Any trade name used in this document is information given for the convenience of users and does not
constitute an endorsement.
For an explanation of the voluntary nature of standards, the meaning of ISO specific terms and
expressions related to conformity assessment, as well as information about ISO's adherence to
the World Trade Organization (WTO) principles in the Technical Barriers to Trade (TBT), see
This document was prepared by Technical Committee ISO/TC 69, Applications of statistical methods,
Subcommittee SC 6, Measurement methods and results.
This second edition cancels and replaces the first edition (ISO 5725-3:1994), which has been technically
revised. It also incorporates the Technical Corrigendum ISO 5725-3:1994/Cor.1:2001.
The main changes are as follows:
— Several additional experimental designs have been added to this version compared to the previous
version, some of them from ISO 5725-5. These are orthogonal array designs, split level designs,
designs for heterogeneous sample material as well as designs across levels.
— Furthermore, the standard was supplemented by considerations on the selection of factors and
modelling of the factorial effects, as well as by a section in which the reliability of the various
interlaboratory test parameters (mean and precision parameters) are considered.
A list of all parts in the ISO 5725 series can be found on the ISO website.
Any feedback or questions on this document should be directed to the user’s national standards body. A
complete listing of these bodies can be found at www.iso.org/members.html.
© ISO 2023 – All rights reserved
---------------------- Page: 5 ----------------------
0.1 ISO 5725 uses two terms “trueness” and "precision” to describe the accuracy of a measurement
method. “Trueness” refers to the degree of agreement between the average value of a large number
of test results and the true or accepted reference value. “Precision” refers to the degree of agreement
between test results.
0.2 General consideration of these quantities is given in ISO 5725-1 and is not repeated here. It is
stressed that ISO 5725-1 provides underlying definitions and general principles should be read in
conjunction with all other parts of ISO 5725.

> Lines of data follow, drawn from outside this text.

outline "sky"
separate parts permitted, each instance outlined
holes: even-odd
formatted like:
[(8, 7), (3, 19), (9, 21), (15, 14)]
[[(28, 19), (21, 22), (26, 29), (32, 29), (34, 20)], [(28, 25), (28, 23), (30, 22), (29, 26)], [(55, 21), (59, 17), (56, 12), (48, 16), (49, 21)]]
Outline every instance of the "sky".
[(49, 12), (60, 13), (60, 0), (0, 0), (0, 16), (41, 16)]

0.3 Many different factors (apart from test material heterogeneity) may contribute to the variability of
results from a measurement method, including:
a) the laboratory;
b) the operator;
c) the equipment used;
d) the calibration of the equipment;
e) the batch of a reagent;
f) the time elapsed between measurements;
g) environment (temperature, humidity, air pollution, etc.);
h) other factors.
0.4 Two conditions of precision, termed repeatability and reproducibility conditions, have been found
necessary and, for many practical cases, useful for describing the variability of a measurement method.

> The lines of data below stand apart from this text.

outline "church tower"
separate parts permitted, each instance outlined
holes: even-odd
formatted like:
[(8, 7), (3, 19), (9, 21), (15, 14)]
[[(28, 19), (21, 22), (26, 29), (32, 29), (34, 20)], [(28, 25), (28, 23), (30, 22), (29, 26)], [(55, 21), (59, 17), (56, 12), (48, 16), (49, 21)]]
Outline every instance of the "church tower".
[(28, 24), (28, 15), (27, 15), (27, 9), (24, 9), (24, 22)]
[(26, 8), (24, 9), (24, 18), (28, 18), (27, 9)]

Under repeatability conditions, none of the factors a) to h) in 0.3 are considered to vary, while under
reproducibility conditions, all of the factors are considered to vary and contribute to the variability of
the test results. Thus, repeatability and reproducibility conditions are the two extremes of precision,
the first describing the minimum and the second the maximum variability in results. Intermediate
conditions between these two extreme conditions of precision are also conceivable, when one or more
of the factors listed in b) to g) are allowed to vary.
To illustrate the need for including a consideration of intermediate conditions in method validation,
consider the operation of a present-day laboratory connected with a production plant involving, for
example, a three-shift working system where measurements are made by different operators on
different equipment. Operators and equipment are then some of the factors that contribute to the
variability in the test results.
The standard deviation of test results obtained under repeatability conditions is generally less than
that obtained under intermediate precision conditions. Generally, in chemical analysis, the standard
deviation under intermediate precision conditions may be two or three times larger than that under
repeatability conditions. It should not, of course, exceed the reproducibility standard deviation.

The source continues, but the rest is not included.